A pedestrian walks by the Bill and Melinda Gates Foundation on May 4, 2021, in Seattle, Washington. (David Ryder/Getty Images)


Can Bill fire Melinda?

When they announced their divorce, the duo promised to remain on as co-chairs of one of the world's most famous and richest charities. However, it appears cracks are already emerging, even though the divorce is yet to be finalized. To prepare for a future where the two cannot get along, the foundation announced a bizarre new change - that Bill would be able to buy out Melinda and fire her from the foundation.

On July 7, the foundation announced that the option existed, albeit with a twist. Bill will only get the option to fire Melinda after two years if they cannot cooperate. Currently, Melinda serves as co-chair and trustee at the charity, but she can be bought out after the trial period. If that happens, Melinda would receive resources from Bill to do her own philanthropic work. Those resources received would be independent of the charity's endowment. The agreement was made public so that they could be "transparent" with each other. 

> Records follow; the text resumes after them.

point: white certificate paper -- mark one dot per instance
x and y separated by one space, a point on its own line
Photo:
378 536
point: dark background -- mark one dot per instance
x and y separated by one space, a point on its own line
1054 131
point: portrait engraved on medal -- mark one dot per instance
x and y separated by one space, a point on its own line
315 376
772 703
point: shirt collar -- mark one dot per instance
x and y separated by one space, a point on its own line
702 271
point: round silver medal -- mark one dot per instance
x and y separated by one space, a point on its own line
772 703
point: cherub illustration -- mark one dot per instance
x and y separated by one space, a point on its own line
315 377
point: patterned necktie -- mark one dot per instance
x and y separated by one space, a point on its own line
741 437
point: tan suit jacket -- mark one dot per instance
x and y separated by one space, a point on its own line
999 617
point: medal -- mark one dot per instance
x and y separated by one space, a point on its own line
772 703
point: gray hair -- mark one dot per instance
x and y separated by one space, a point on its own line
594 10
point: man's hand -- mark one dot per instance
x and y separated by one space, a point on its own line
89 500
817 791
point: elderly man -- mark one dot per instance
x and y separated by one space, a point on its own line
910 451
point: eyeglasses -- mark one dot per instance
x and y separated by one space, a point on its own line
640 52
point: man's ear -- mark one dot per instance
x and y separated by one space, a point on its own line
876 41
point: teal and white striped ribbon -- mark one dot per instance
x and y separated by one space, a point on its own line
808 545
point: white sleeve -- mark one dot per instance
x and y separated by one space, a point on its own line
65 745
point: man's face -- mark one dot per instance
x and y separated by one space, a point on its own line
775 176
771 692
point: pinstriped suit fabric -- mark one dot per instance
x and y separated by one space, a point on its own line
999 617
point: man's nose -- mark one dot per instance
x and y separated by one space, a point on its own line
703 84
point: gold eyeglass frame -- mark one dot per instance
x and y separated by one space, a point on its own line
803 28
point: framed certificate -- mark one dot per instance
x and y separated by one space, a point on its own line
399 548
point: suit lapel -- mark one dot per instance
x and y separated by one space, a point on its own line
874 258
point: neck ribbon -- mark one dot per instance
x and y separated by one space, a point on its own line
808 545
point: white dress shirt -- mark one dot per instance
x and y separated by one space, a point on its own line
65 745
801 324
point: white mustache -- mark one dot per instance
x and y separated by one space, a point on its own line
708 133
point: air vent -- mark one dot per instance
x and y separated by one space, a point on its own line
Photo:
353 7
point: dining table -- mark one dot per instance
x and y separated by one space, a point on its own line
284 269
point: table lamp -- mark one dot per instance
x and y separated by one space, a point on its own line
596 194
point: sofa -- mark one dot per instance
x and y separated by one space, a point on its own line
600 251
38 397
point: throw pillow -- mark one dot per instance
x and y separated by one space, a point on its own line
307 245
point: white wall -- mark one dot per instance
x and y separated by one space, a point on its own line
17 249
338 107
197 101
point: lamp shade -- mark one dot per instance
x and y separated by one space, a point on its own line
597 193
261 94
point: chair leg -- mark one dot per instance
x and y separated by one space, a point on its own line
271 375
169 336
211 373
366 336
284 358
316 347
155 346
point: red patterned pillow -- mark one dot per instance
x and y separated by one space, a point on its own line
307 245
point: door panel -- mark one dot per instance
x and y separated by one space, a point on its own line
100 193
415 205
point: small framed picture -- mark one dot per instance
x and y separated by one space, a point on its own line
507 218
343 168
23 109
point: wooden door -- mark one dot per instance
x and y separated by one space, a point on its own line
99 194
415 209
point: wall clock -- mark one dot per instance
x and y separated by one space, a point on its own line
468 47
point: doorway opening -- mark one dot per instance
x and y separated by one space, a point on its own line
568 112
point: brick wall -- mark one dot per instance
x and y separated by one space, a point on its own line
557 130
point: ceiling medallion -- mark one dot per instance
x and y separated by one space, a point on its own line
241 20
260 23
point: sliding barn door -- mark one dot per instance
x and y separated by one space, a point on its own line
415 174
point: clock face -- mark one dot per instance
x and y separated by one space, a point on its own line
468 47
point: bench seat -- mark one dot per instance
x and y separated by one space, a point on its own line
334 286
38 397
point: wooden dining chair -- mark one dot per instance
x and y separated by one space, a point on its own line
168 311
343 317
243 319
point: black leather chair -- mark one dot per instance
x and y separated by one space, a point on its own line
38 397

In order to "ensure the continuity of the foundation’s work", the power-sharing agreement was made by the two. It is unclear if the foundation will change its name should Melinda leave, but that does seem likely. However, this is being seen as a last-ditch effort, in case all else fails. The foundation's CEO Mark Suzman told Associated Press "They’ve both assured me, individually and together, and in the way, they’ve been showing up in the work for the last two months, that their full intent and commitment is to be long-term co-chairs trustees of the foundation. And that’s exactly what we’re planning around." 

Bill Gates and Melinda Gates attend a ceremony presenting them with the 2010 J. William Fulbright Prize for International Understanding at the Library of Congress on October 15, 2010, in Washington, DC. (Win McNamee/Getty Images)

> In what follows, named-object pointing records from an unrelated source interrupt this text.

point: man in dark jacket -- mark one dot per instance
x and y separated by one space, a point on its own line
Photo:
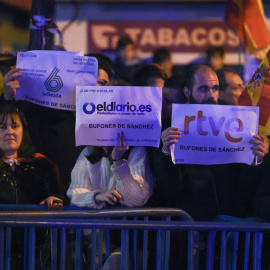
53 131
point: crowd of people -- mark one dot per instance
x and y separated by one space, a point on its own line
53 171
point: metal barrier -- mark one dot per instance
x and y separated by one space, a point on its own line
221 238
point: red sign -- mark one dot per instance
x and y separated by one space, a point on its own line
177 36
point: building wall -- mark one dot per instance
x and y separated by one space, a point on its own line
76 33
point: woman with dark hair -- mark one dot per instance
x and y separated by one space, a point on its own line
26 177
111 175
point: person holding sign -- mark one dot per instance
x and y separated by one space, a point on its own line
111 175
206 191
52 130
26 177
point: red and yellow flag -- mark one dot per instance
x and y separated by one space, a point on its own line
257 93
247 18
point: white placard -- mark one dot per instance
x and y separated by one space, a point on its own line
50 78
214 134
104 111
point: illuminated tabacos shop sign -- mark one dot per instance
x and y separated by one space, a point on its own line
177 36
90 108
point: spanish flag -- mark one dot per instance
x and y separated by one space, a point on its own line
246 17
257 93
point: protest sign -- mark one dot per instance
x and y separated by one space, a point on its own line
104 111
50 78
214 134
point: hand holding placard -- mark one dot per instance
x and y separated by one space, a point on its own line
11 84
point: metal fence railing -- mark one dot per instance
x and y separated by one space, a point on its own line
83 239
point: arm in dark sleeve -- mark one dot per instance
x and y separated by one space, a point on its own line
50 180
261 201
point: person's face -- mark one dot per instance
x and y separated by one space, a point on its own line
234 89
155 81
127 53
103 78
205 89
167 65
170 96
11 133
216 61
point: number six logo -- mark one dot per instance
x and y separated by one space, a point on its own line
86 110
54 83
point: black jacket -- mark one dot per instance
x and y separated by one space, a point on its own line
32 181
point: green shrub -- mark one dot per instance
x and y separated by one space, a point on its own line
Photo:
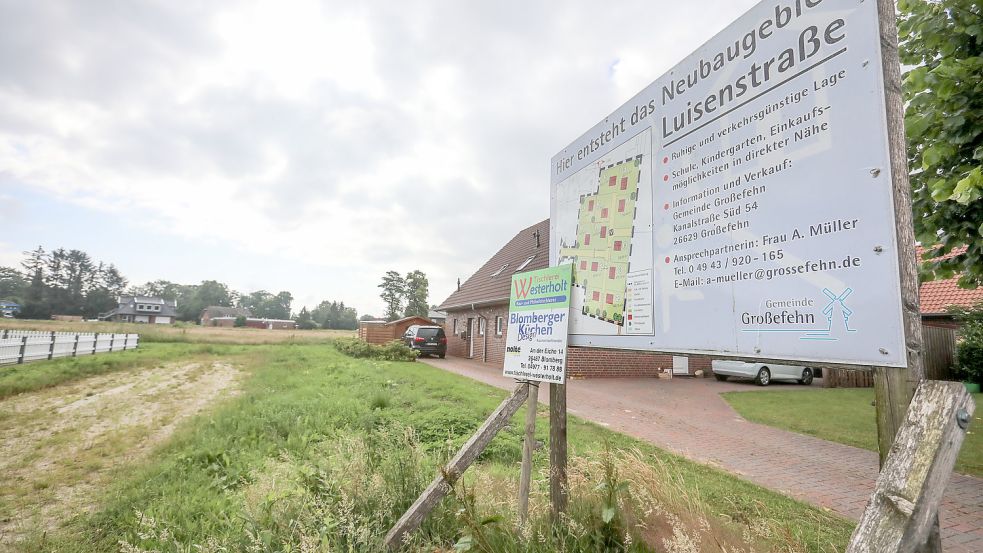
969 352
391 351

But why is it that Melinda will leave and not Bill? Author David Callahan told AP it was because "it’s hard to imagine Bill Gates starting his own thing outside the Gates Foundation because much of what he’s interested in is what the Gates Foundation does." He added, "You could easily imagine her (Melinda) going off and starting a new philanthropic enterprise that’s focused on gender equity and women’s empowerment."

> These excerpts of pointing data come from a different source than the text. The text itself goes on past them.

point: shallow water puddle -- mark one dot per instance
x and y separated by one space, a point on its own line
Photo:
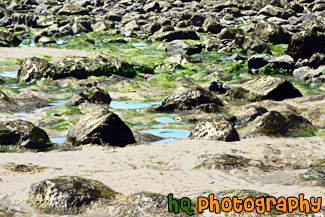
52 104
58 140
9 74
140 45
168 133
131 105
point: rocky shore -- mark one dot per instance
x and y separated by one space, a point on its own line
106 106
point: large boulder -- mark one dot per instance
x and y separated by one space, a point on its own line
23 135
280 63
8 39
33 68
100 128
304 44
182 47
189 99
174 35
225 162
69 195
221 130
271 32
265 87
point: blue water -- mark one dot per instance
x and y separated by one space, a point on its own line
58 140
140 45
168 133
52 104
165 120
124 105
31 43
9 74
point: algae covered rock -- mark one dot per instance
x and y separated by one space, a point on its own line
224 162
23 135
221 130
8 39
266 87
100 128
304 44
269 124
33 69
188 99
69 195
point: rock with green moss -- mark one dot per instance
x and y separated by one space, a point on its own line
8 39
174 35
269 124
100 128
23 135
69 195
188 99
314 175
182 47
303 44
265 87
34 68
221 130
223 162
271 32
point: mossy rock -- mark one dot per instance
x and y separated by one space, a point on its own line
23 135
69 195
223 162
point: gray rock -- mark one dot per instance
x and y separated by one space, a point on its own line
101 127
215 130
23 135
69 195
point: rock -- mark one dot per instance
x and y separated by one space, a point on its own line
219 86
23 135
316 60
81 26
268 87
314 175
254 44
302 44
271 123
223 162
100 96
145 138
174 35
101 127
265 87
182 47
4 97
178 58
211 24
152 7
227 33
70 9
280 63
272 11
33 68
8 39
248 114
188 99
271 32
301 73
144 204
69 195
215 130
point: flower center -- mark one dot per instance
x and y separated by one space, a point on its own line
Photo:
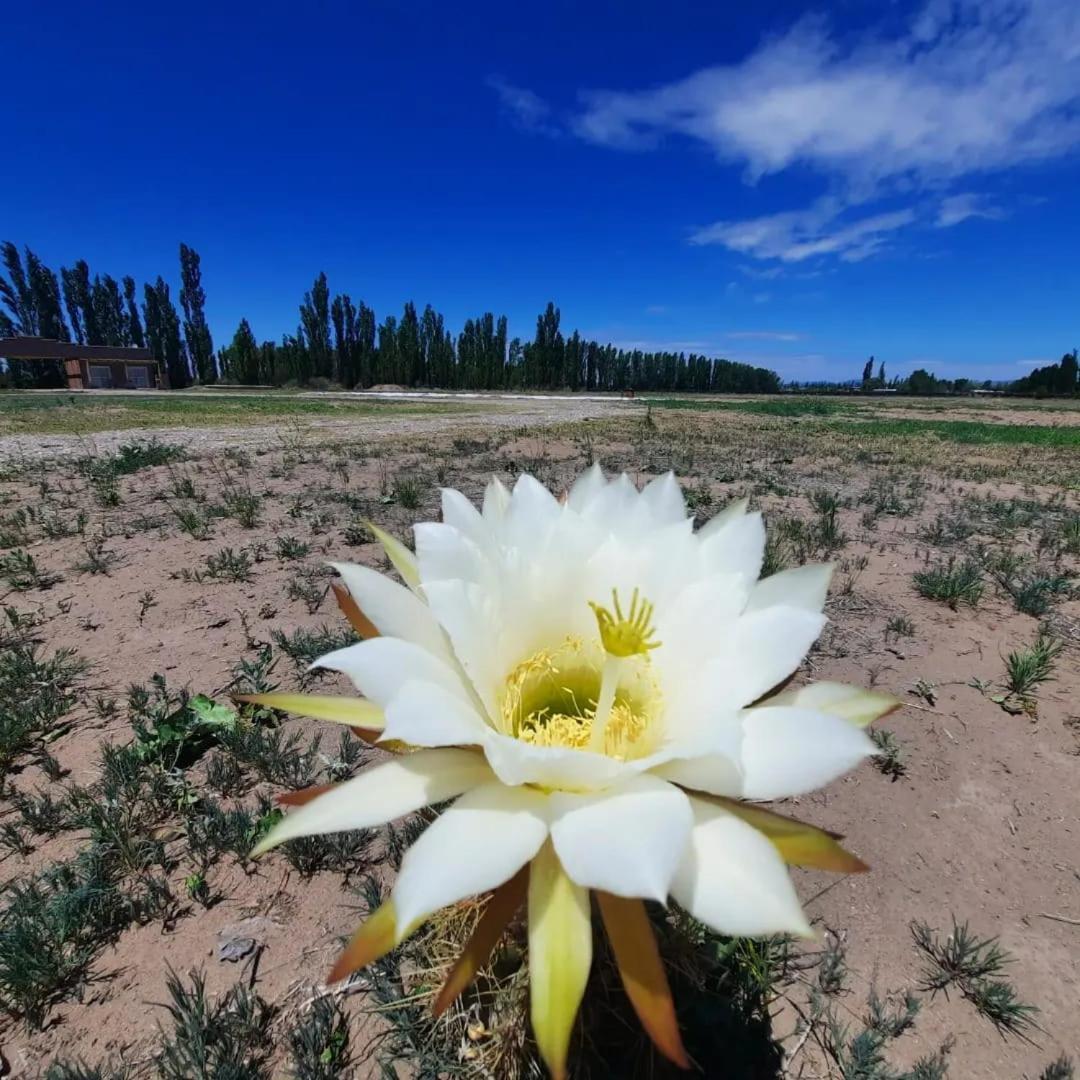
582 698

The two-year trial period was among the numerous announcements made by the foundations in a statement on its website. Other changes include expanding the number of trustees to "further enhance the diversity, experience, and expertise of the foundation’s leadership." The duo also announced an additional $15 billion to the foundation's endowment. "These new resources and the evolution of the foundation’s governance will sustain this ambitious mission and vital work for years to come," Bill said.